The seventh annual award, given by the Young Lawyers Division, pays tribute to a young lawyer who has made an impact in his or her practice area, in service to the State Bar of Wisconsin, and in service to the community. To be nominated, lawyers must be under age 36 or in practice for less than five years, and must be a member in good standing with the State Bar.
Dedicated to Working with Children
Mochel’s volunteer work was an outlet for this passion even before he became a law student, volunteering to work with children as a middle- and high-school student, and later as a college student.
“With my background in working with kids, I knew that no matter what career I chose, I wanted to work with that population,” Mochel said.
After majoring in social welfare and justice at Marquette University, he attended Capital University Law School in Columbus, Ohio, because of its specific program in juvenile and family law.
New Lawyers: Register by March 18 for Free Leadership Conference
Mochel will receive the award at the Seventh Annual Young Lawyers Leadership Conference on Friday, April 1, at the Monona Terrace Community and Convention Center in Madison.

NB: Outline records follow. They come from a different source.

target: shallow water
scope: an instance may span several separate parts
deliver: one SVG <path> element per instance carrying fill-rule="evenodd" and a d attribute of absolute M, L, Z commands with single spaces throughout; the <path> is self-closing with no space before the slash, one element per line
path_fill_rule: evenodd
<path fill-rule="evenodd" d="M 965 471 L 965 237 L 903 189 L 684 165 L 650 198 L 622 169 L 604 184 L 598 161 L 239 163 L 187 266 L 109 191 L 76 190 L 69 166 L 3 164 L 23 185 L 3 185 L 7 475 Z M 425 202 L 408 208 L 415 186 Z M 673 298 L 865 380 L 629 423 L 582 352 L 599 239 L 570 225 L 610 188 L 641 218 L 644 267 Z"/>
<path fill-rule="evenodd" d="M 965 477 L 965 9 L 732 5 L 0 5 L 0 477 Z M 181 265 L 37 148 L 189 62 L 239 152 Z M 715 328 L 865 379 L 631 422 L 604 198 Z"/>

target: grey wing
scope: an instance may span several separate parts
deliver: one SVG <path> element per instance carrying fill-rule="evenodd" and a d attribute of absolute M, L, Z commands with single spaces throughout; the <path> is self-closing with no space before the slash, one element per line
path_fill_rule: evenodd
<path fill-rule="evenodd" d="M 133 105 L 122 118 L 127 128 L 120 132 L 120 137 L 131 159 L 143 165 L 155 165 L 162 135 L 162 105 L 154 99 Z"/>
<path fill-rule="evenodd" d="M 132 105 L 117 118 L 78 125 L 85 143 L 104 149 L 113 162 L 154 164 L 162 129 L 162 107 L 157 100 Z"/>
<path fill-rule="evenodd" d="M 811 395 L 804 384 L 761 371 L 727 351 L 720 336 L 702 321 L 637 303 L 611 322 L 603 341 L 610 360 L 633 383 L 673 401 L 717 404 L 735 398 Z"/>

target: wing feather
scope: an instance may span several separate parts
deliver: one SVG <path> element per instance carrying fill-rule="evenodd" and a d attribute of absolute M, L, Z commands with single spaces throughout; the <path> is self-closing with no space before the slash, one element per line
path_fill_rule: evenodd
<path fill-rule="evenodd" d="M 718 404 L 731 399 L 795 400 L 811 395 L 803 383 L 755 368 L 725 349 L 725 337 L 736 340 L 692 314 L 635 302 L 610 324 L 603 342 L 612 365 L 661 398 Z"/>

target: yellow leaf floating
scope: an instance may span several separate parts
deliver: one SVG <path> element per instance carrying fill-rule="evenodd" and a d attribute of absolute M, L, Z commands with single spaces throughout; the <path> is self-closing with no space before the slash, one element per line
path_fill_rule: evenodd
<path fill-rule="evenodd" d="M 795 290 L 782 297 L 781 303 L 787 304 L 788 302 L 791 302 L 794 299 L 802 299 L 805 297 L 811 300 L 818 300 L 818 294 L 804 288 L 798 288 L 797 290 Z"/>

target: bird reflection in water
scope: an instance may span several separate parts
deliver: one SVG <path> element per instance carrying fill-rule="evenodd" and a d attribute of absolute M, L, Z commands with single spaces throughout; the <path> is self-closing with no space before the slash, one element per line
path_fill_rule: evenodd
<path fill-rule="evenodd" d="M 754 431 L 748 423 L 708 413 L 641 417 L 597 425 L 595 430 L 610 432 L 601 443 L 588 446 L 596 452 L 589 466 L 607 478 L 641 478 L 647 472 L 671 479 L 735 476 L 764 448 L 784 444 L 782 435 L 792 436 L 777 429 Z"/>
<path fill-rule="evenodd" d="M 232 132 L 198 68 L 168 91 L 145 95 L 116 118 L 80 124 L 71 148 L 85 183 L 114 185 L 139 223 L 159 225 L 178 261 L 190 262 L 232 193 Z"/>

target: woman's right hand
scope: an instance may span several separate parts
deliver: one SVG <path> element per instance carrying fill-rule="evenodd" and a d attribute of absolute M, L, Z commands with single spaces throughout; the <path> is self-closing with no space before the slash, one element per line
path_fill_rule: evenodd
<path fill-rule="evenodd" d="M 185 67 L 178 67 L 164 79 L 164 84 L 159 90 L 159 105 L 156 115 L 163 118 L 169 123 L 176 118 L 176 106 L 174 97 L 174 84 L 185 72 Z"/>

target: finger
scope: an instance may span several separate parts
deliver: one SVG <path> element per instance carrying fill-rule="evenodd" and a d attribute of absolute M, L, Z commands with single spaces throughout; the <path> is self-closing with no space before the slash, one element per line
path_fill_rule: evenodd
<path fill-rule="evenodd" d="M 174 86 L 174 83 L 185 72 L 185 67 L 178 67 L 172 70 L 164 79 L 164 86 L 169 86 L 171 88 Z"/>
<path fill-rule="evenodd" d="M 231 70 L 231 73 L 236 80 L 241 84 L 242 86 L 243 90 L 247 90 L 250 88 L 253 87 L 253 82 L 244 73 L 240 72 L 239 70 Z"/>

The conference, sponsored by the State Bar of Wisconsin Young Lawyers Division (YLD), offers free CLE for all new lawyers regardless of age. The Young Lawyers Division is committed to providing leadership training and networking opportunities to members.
The program focuses on fostering the knowledge, skills, and motivation new lawyers need to become active members in the State Bar, local bar associations, and other public service organizations.
Find out more about the conference in this InsideTrack article, Feb. 3, 2016.
How to Register
Register by March 18 for this popular event and learn from judges, experienced practitioners, and your peers.
And after law school, he continued to pursue his path. “I was fortunate to be hired by the Wisconsin State Public Defender and assigned to their Milwaukee Juvenile Office. Through my work there, my passion for working with children and families has just continued to grow,” Mochel said. “As a public defender I provide a voice to the voiceless and represent some of the most vulnerable members of our society, and it is not something I take lightly.”
It is a learning experience for him. “Each client is unique, and has his or her own story,” Mochel said.
It is important to build trust and show he truly cares about the outcome of their case – including being available for them at any hour of the day or night. “As sad as it is, I have had many clients where, as their attorney, I am the most consistent adult figure in their life – and I only see them every few weeks at court,” Mochel said.
His job requires him to act equally as lawyer and social worker. “I have found that at times more things can be accomplished through a little social work than a legal motion,” Mochel said.
Mochel is a “zealous advocate for his clients,” said Robin Dorman, regional attorney manager at the State Public Defender’s Office in Wauwautosa, who nominated Mochel for the award.
“He is a standout among his peers,” Dorman said. “He represents that most vulnerable of all clients in a compassionate and holistic manner. His courtroom presentations are eloquent and passionate because he is extremely client-centered.”
It was while working in the Public Defender’s Office, Mochel discovered an unmet need in the justice system, Dorman said.
The Expungement Project
It all began in 2014, when Mochel participated in the “Face Forward Program,” which provided services to 16 to 24-year-olds with juvenile records but no adult records. A component of the program included expunging qualifying juvenile records in an effort to remove barriers. Barrientes and Mochel developed The Expungement Project to expunge juvenile court records after determining that the Public Defender’s Office could assist with the expungements.
Juvenile records can cause serious problems once children reach adulthood.
“We noticed that the biggest barrier to juvenile expungement was finding former clients, and educating the community about the importance of seeking expungement of past juvenile adjudications,” Mochel said.
The Expungement Project identifies eligible children and assigns volunteer attorneys for representation.
“This program has been extremely effective in meeting its goal of assisting children as they age out of adolescence and become responsible adults, to not suffer lifelong consequences for an often impulsive act during childhood,” Dorman said.
More than the Worst Thing
Mochel has seen many clients who have their lives put on hold due to a juvenile adjudication from as long as 10 years ago.
“Individuals are more than the worst thing they have ever done – and The Expungement Project really highlights this,” Mochel said. “I have seen the incredible ways in which individuals have changed and turned their lives around and taken steps to ensure that their past mistakes don’t hinder their future.”
The results have been very positive. “Our whole goal with this project was to increase the number of juvenile expungements being done in Milwaukee, and while we still have a long way to go, we have definitely seen some very positive results,” Mochel said.